Difference in 3H-thymidine incorporation after irradiation between murine B16 melanoma and squamous cell carcinoma in vivo.

The tumor growth and cell proliferation kinetics of B16 melanoma and transplantable squamous cell carcinoma (BSC tumor) in C57BL/6 mice were studied after single-dose X-ray and fast-neutron (2 MeV) irradiations. From tumor volume change studies, B16 tumor showed a high relative biological effectiveness (RBE) value (5.5) compared to that of BSC tumor (3.5). The tissue characteristics of the two tumors were not significantly different, but the post-irradiation changes in mitotic index (MI) and lebeling index (LI) were dependent on the tumor and on the nature of the radiation. After irradation, mitosis was immediately inhibited (G2 block) but recovered within several hours in BSC and X-ray-irradiated B16 tumors. The neutron-irradiated B16 tumors showed no recovery up to the end of the observation period. After X-ray irradiation, of B16 tumors, LI showed an immediate reduction, while the reduction was delayed several hours (equal to G1 + M) in BSC tumors.
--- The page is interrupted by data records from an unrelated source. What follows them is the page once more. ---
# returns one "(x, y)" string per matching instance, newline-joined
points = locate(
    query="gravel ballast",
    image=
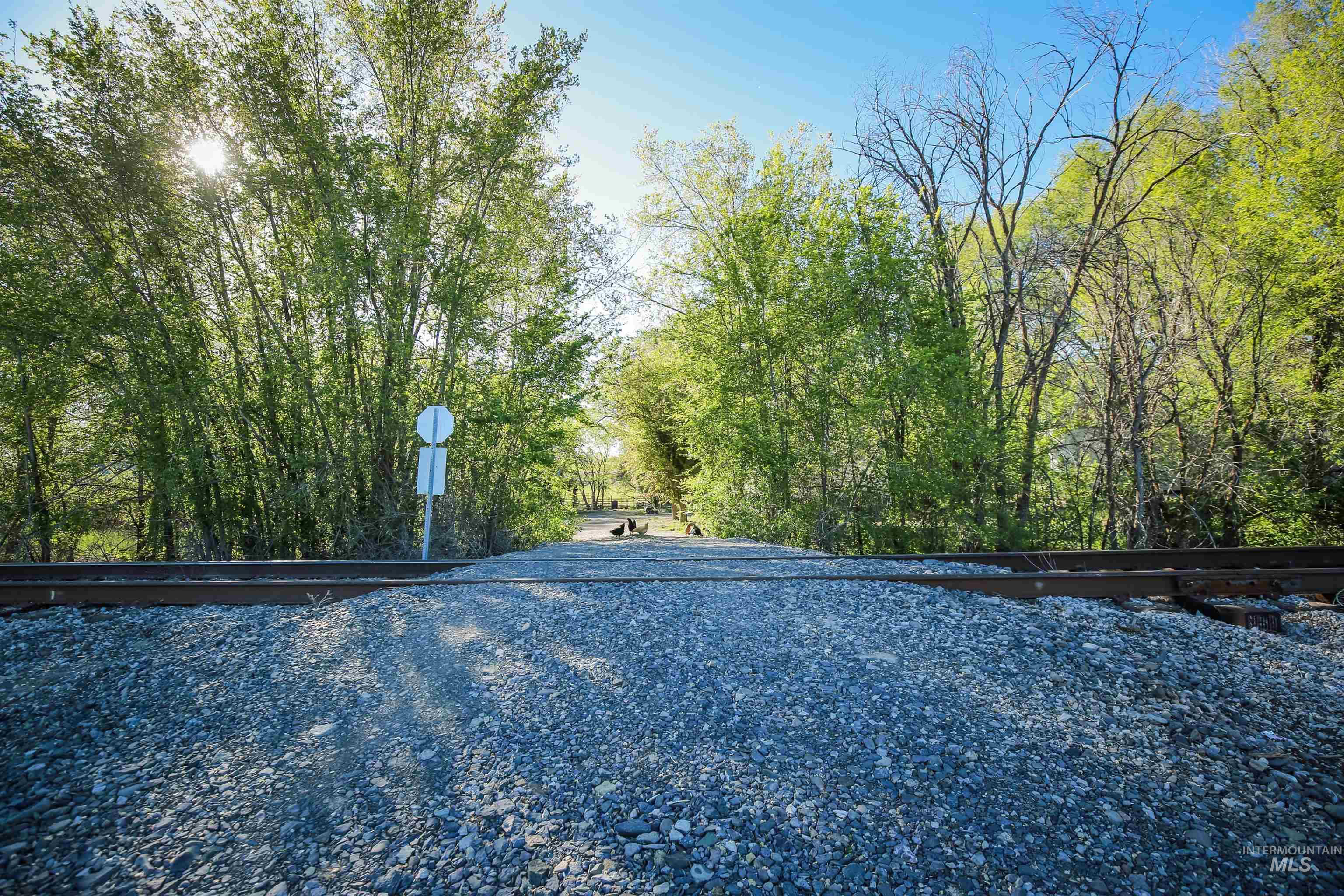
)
(724, 738)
The extent of reduction was dose-dependent, and its recovery was coincident with the recovery of mitosis. The change in LI of neutron-irradiated BSC tumors was similar to that with X-rays, but no change in LI was observed in neutron-irradiated B16 tumors over 18 hr. From these results, it is assumed that the cell progression of B16 tumors is susceptible to ionizing radiation, and that G1 block is induced as a result of irradiation.